Operating System - Linux
1828281 Members
3771 Online
109975 Solutions
New Discussion

Re: NFS monitor script causing package to fail

 

NFS monitor script causing package to fail

We have been running version A.11.15.02 of MC/SG with the version A.01.02 nfs/samba toolkit on RH ES 3 release 2 for over 6 months with no problems until recently. Over the last couple of months the nfs.mon script has been unable to detect the rpc.nfsd process (via rpcinfo) to the extent that the monitor script forces the package to halt and switch over. You can see the retry attempts in the hanfs.sh.log file. Does anybody have any idea what is causing this and how we can correct it? We are running our cluster on two HP DL-380 Proliant servers.
10 REPLIES 10
Serviceguard for Linux
Honored Contributor

Re: NFS monitor script causing package to fail

I've forwarded your question to the team responsible for the toolkit. In the mean time, can you check the A.01.03 version. I'm not sure if it is true for the nfs toolkit, but for some toolkits that used "ps" and "grep" there is a problem with the way the "/proc" file system treats the ps command.

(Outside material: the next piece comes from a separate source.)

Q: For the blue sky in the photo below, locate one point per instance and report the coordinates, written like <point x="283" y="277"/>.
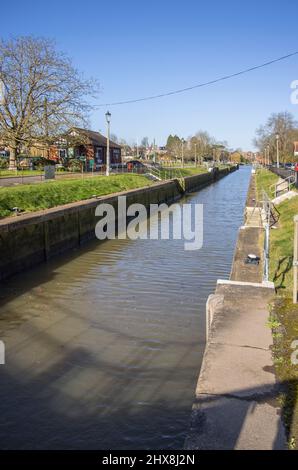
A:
<point x="137" y="48"/>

If you can look to see if the change between ".02" and ".03" is related to the monitoring, that might speed up resolution of your problem.
John Bigg
Esteemed Contributor

Re: NFS monitor script causing package to fail

If the NFS toolkit or any part of your package uses ps and relies on this to detect processes running then unfortunately it can fail.

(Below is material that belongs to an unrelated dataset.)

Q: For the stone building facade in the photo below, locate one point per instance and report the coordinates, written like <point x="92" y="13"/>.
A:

On all versions of the Linux kernel I am aware of it is possible for the kernel routines used by ps to traverse the /proc filesystem which return a list of pids to occaisionally miss some and therefore to not report a process even if it is running. This is especially true on a highly dynamic system where there is a high rate of processes starting and exiting.

Therefore, unfortunately you cannot reply on ps to tell you if a process is running, even if an individual process is checked using the ps -p option.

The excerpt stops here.